Gulli sabía cuándo algo debía preocuparle lo suficiente como para decírselo a su jefa, y aquella tontería de mensaje que había llegado, procedente de una cuenta anónima de Hotmail, no le parecía nada importante. Ella recibía una docena de mensajes parecidos cada semana.

Eran las diez de la noche y Gaia estaba intentando fijar la atención en el guion que estaba leyendo, pero no podía concentrarse. Tenía la mente puesta en que se había quedado sin cigarrillos. El encantador pero limitado Pratap, que le hacía la compra, y al que no tenía el valor de despedir porque su mujer tenía un tumor cerebral, le había comprado una marca equivocada. Se había impuesto un máximo de cuatro cigarrillos al día, y de hecho no necesitaba más, pero los viejos hábitos son difíciles de abandonar. En otro tiempo se los fumaba uno tras otro, con la excusa de que le eran esenciales para mantener su voz grave, tan característica. Unos años atrás, solía fumarse uno antes incluso de salir de la cama, y cuando se duchaba ya tenía otro consumiéndose en el cenicero. Cada acción iba acompañada de un cigarrillo. Ahora lo estaba dejando, pero tenía que saber que había tabaco en la casa. Por si lo necesitaba.

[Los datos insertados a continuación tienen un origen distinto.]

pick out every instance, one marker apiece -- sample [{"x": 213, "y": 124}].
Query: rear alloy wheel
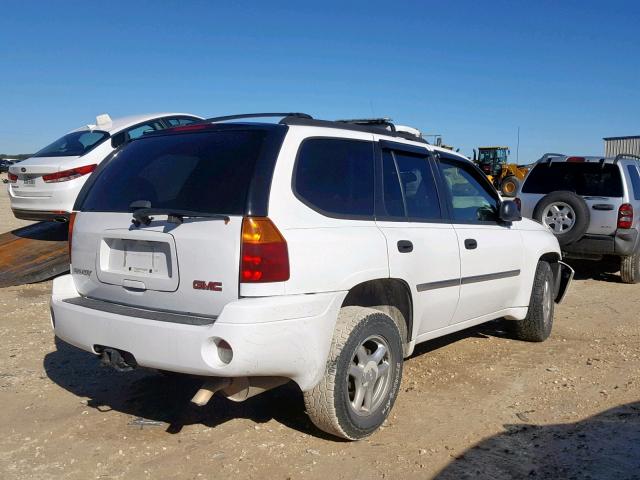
[
  {"x": 630, "y": 268},
  {"x": 362, "y": 376},
  {"x": 536, "y": 327},
  {"x": 510, "y": 186},
  {"x": 565, "y": 214}
]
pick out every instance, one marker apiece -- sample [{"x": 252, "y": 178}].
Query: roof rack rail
[
  {"x": 620, "y": 156},
  {"x": 548, "y": 156},
  {"x": 256, "y": 115},
  {"x": 384, "y": 121}
]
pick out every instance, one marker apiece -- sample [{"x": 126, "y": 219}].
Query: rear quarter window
[
  {"x": 335, "y": 177},
  {"x": 635, "y": 180},
  {"x": 586, "y": 179}
]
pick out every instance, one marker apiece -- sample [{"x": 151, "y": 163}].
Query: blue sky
[{"x": 567, "y": 73}]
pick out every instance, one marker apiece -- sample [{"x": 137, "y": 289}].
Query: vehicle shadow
[
  {"x": 605, "y": 446},
  {"x": 156, "y": 397},
  {"x": 44, "y": 231},
  {"x": 605, "y": 271}
]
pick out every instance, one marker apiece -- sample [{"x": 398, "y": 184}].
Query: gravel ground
[{"x": 472, "y": 405}]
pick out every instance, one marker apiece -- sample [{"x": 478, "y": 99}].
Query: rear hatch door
[
  {"x": 184, "y": 264},
  {"x": 597, "y": 182}
]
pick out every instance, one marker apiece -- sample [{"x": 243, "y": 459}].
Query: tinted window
[
  {"x": 408, "y": 183},
  {"x": 471, "y": 200},
  {"x": 335, "y": 176},
  {"x": 392, "y": 192},
  {"x": 208, "y": 172},
  {"x": 73, "y": 144},
  {"x": 635, "y": 180},
  {"x": 418, "y": 185},
  {"x": 589, "y": 179}
]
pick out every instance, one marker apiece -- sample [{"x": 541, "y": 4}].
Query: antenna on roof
[{"x": 103, "y": 119}]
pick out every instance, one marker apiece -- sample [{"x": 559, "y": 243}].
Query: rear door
[
  {"x": 183, "y": 266},
  {"x": 422, "y": 245},
  {"x": 599, "y": 184},
  {"x": 491, "y": 253}
]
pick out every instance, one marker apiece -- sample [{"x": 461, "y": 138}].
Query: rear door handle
[
  {"x": 603, "y": 206},
  {"x": 405, "y": 246},
  {"x": 470, "y": 244}
]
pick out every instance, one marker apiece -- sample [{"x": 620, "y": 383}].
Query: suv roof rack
[
  {"x": 384, "y": 122},
  {"x": 383, "y": 126},
  {"x": 256, "y": 115},
  {"x": 547, "y": 157}
]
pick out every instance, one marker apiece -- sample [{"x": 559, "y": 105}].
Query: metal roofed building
[{"x": 616, "y": 145}]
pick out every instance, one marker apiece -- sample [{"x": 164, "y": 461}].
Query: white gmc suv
[{"x": 321, "y": 252}]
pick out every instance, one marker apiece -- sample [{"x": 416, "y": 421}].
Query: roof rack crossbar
[
  {"x": 384, "y": 121},
  {"x": 256, "y": 115},
  {"x": 620, "y": 156}
]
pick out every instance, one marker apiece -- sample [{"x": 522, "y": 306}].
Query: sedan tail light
[
  {"x": 66, "y": 175},
  {"x": 72, "y": 220},
  {"x": 625, "y": 216}
]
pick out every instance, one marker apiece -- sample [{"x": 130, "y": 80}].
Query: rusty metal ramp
[{"x": 33, "y": 253}]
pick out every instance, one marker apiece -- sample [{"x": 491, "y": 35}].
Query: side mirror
[{"x": 509, "y": 211}]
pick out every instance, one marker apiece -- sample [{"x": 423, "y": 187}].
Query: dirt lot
[{"x": 472, "y": 405}]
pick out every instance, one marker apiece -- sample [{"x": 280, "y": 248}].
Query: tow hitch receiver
[{"x": 120, "y": 360}]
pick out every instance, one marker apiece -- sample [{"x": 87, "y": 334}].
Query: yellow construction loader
[{"x": 506, "y": 177}]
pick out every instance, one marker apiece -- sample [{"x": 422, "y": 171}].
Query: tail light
[
  {"x": 625, "y": 216},
  {"x": 72, "y": 220},
  {"x": 264, "y": 255},
  {"x": 66, "y": 175}
]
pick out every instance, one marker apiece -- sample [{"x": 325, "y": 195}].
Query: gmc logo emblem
[{"x": 202, "y": 285}]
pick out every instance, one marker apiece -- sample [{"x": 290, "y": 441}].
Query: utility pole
[{"x": 518, "y": 148}]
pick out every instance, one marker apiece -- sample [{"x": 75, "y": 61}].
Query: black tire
[
  {"x": 578, "y": 211},
  {"x": 329, "y": 404},
  {"x": 510, "y": 186},
  {"x": 536, "y": 327},
  {"x": 630, "y": 268}
]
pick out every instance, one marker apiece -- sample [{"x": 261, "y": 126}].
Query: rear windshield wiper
[{"x": 143, "y": 215}]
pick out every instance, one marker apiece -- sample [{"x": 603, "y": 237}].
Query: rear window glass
[
  {"x": 335, "y": 176},
  {"x": 587, "y": 179},
  {"x": 73, "y": 144},
  {"x": 205, "y": 172}
]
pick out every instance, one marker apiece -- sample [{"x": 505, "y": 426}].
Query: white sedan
[{"x": 45, "y": 186}]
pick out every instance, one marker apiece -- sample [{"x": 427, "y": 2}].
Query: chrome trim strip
[
  {"x": 423, "y": 287},
  {"x": 490, "y": 276}
]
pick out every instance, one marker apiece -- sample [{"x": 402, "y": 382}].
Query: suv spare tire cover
[{"x": 577, "y": 213}]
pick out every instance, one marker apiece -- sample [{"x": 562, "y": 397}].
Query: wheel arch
[{"x": 389, "y": 295}]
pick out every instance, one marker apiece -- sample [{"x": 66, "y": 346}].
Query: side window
[
  {"x": 418, "y": 186},
  {"x": 392, "y": 192},
  {"x": 471, "y": 201},
  {"x": 335, "y": 176},
  {"x": 635, "y": 180},
  {"x": 140, "y": 130}
]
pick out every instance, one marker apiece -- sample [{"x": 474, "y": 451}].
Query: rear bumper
[
  {"x": 41, "y": 215},
  {"x": 624, "y": 242},
  {"x": 39, "y": 202},
  {"x": 287, "y": 336}
]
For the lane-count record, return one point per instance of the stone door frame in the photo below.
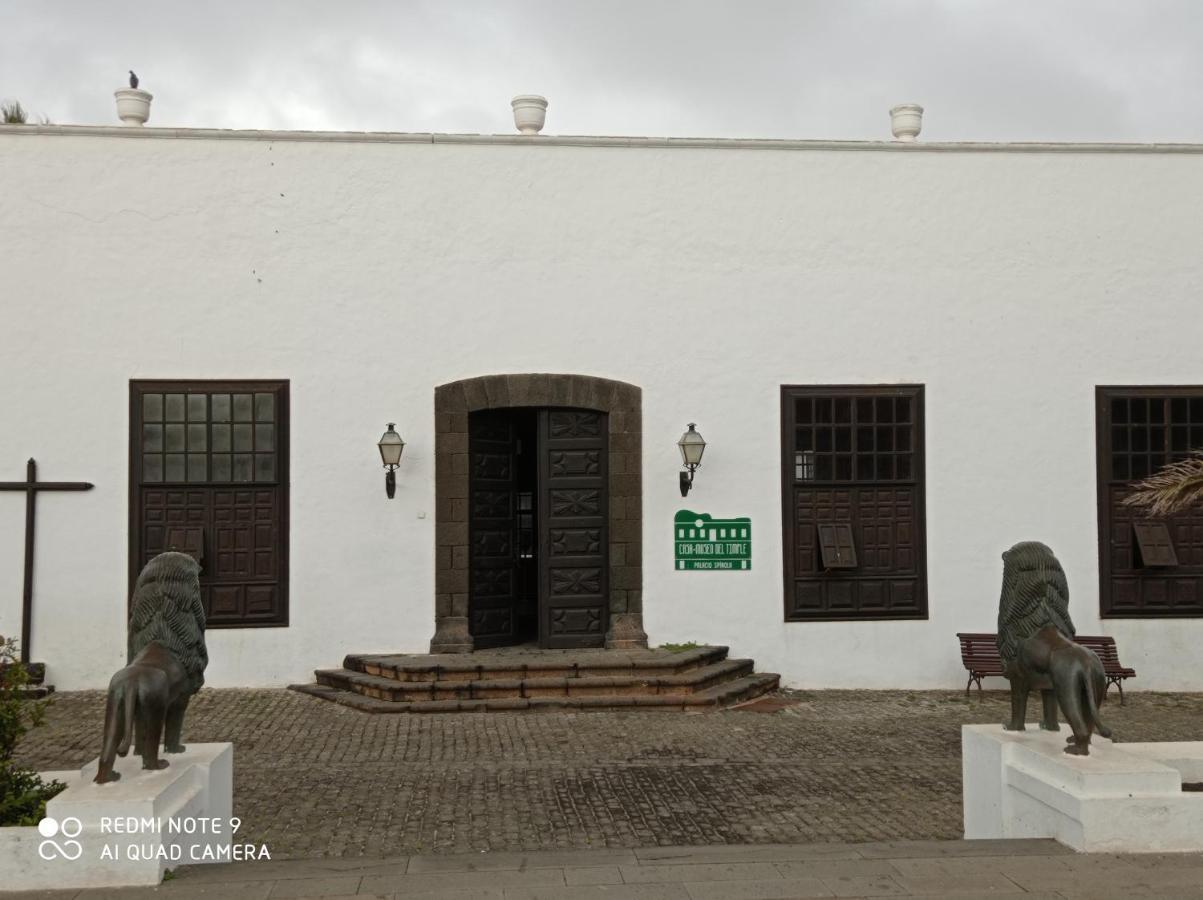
(622, 403)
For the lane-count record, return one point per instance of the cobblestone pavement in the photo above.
(949, 870)
(313, 779)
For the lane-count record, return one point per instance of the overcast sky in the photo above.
(1042, 70)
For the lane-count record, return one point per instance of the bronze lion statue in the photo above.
(1037, 649)
(148, 698)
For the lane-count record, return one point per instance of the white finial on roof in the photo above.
(529, 112)
(906, 122)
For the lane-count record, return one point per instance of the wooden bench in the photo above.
(979, 653)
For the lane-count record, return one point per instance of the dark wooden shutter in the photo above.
(853, 502)
(208, 477)
(1149, 568)
(573, 527)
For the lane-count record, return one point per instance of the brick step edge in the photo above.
(718, 697)
(693, 681)
(674, 663)
(35, 692)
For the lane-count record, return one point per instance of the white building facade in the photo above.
(920, 354)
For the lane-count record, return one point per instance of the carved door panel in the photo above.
(492, 528)
(209, 478)
(573, 540)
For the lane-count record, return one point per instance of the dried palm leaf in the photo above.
(1172, 489)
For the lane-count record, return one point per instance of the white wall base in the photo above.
(128, 833)
(1124, 798)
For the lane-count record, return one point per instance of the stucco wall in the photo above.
(1009, 283)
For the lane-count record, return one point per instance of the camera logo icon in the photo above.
(69, 828)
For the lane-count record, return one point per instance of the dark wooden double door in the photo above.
(537, 538)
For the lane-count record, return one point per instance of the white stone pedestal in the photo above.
(126, 832)
(1124, 798)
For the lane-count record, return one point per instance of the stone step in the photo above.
(384, 688)
(521, 664)
(718, 696)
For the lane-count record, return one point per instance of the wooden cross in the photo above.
(31, 486)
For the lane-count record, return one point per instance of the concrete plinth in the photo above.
(1124, 798)
(128, 832)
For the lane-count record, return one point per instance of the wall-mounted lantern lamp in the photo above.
(391, 445)
(692, 446)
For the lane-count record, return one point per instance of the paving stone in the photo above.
(315, 887)
(406, 884)
(703, 871)
(860, 886)
(495, 862)
(977, 883)
(879, 769)
(777, 889)
(248, 889)
(836, 868)
(593, 875)
(745, 853)
(602, 892)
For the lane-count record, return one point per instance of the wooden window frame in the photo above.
(841, 536)
(283, 450)
(1103, 397)
(918, 479)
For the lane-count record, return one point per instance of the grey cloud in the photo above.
(984, 69)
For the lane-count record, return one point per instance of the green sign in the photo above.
(706, 543)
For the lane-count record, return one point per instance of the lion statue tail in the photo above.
(128, 704)
(1089, 684)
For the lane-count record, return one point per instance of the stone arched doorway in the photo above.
(622, 406)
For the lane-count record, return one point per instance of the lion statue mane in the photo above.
(1038, 652)
(148, 698)
(167, 609)
(1035, 593)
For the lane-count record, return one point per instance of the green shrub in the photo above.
(23, 794)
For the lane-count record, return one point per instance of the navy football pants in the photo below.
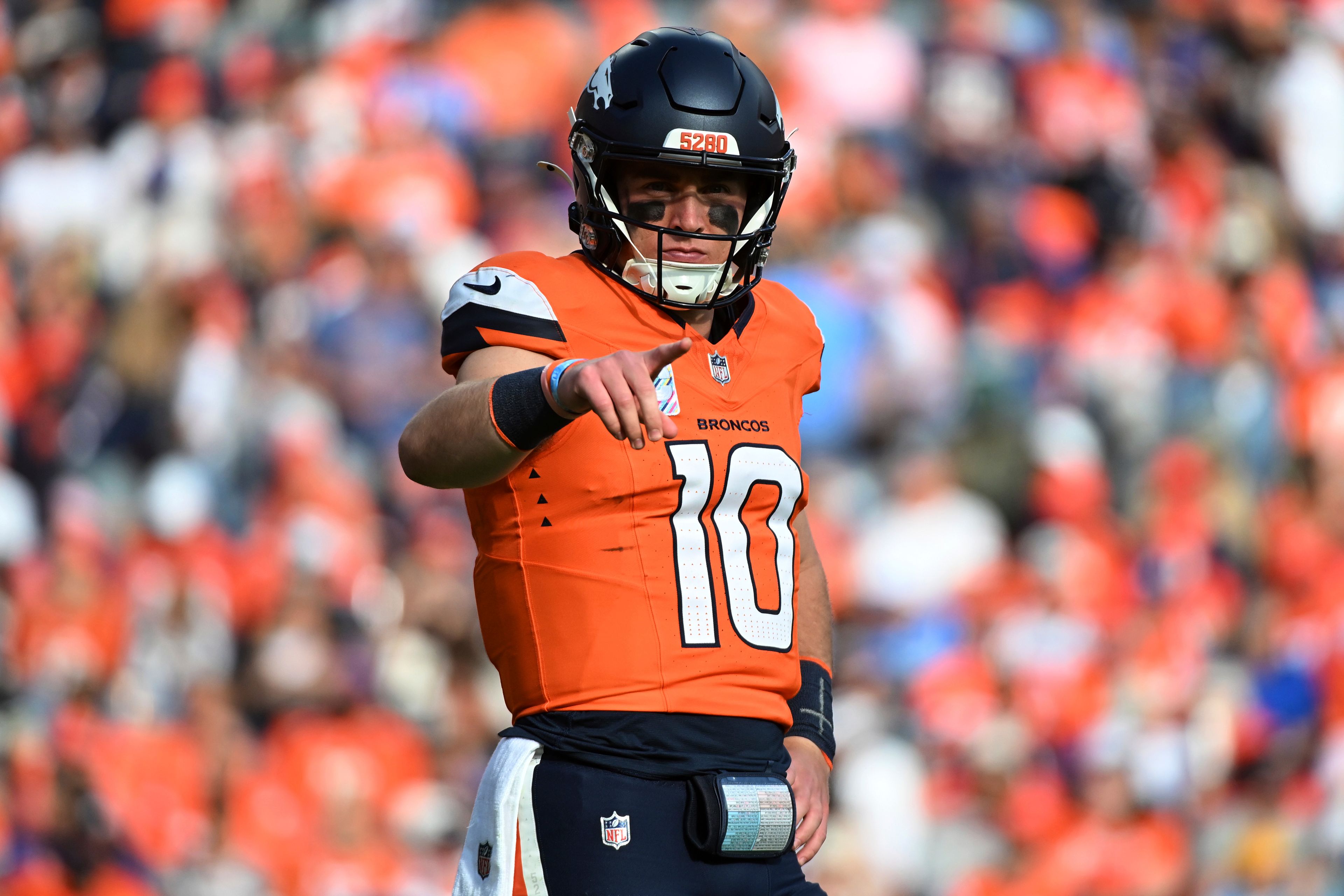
(570, 801)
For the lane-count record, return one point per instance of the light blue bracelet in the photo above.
(557, 373)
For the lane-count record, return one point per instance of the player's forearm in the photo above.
(814, 605)
(451, 444)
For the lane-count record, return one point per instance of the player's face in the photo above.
(690, 199)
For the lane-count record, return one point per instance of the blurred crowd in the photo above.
(1077, 464)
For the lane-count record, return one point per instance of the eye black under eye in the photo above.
(725, 218)
(648, 210)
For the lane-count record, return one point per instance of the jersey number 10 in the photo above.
(748, 467)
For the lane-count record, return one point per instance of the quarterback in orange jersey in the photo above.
(625, 428)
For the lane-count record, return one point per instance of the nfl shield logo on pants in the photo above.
(616, 831)
(483, 860)
(720, 369)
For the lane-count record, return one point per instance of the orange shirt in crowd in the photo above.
(368, 749)
(73, 636)
(152, 784)
(1077, 109)
(525, 61)
(421, 191)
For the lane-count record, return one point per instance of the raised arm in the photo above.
(457, 440)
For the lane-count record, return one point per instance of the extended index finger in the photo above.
(660, 357)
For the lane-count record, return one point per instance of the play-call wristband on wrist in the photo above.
(552, 375)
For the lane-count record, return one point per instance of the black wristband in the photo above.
(521, 413)
(812, 715)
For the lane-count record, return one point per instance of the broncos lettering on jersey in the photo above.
(652, 581)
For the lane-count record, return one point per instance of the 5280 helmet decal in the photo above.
(683, 97)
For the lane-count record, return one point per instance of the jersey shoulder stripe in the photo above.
(490, 306)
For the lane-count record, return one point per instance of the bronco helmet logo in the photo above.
(483, 859)
(600, 85)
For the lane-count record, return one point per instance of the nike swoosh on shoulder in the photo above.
(490, 290)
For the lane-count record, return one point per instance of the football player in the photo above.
(625, 428)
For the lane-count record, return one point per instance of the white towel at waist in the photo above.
(503, 816)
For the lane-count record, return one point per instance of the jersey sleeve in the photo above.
(812, 367)
(496, 306)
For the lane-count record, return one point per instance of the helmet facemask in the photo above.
(604, 229)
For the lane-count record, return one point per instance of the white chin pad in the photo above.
(683, 282)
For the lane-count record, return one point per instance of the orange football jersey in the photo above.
(652, 581)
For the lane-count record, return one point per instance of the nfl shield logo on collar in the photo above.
(616, 831)
(720, 369)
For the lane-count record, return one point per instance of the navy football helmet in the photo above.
(683, 97)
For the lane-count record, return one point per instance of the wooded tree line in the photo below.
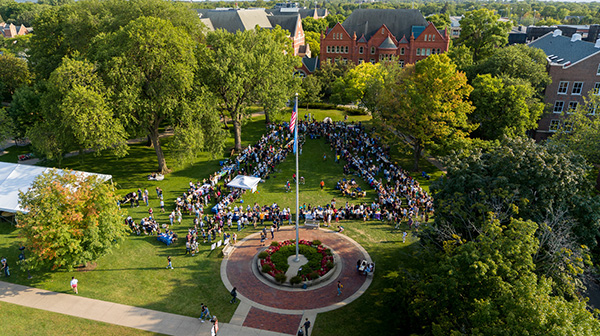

Como las muchas otras cosas que necesitaba. Empezando por su adorado público. Comprobó el recuento de seguidores en Twitter y de «me gusta» en Facebook. Ambos habían vuelto a aumentar sustancialmente ese día, y en el último mes eran casi un millón más, lo que la mantenía muy por delante de las artistas que consideraba sus rivales, Madonna y Lady Gaga. Y su e-newsletter mensual ya tenía casi diez millones de suscriptores. Y luego estaban sus siete casas, entre las que destacaba en tamaño aquella, una copia de un palacio toscano, construida cinco años antes siguiendo instrucciones específicas, en un terreno de más de doce mil metros cuadrados.

Las paredes, cubiertas de espejos del suelo al techo para crear la ilusión de espacio infinito, estaban decoradas con arte azteca y retratos de ella misma a gran escala. La casa, como todas las demás, era un catálogo de sus diferentes personificaciones. Gaia se había pasado toda su carrera reinventándose como estrella del rock. Más recientemente, dos años atrás, ya con treinta y cinco, había empezado a reinventarse de nuevo, esta vez como actriz de cine.

Sobre su cabeza había colgada una fotografía suya monocroma, enmarcada y firmada, en la que aparecía vestida con un negligée negro, con la inscripción GIRA MUNDIAL DE GAIA. SALVA EL PLANETA. Otra, en la que aparecía con unos vaqueros de cuero y una camiseta sin mangas, decía: GAIA. GIRA REVELACIONES. Y sobre el hogar, en un póster verde espectacular, se veía un primer plano de sus labios, su nariz y sus ojos: GAIA, MUY PERSONAL.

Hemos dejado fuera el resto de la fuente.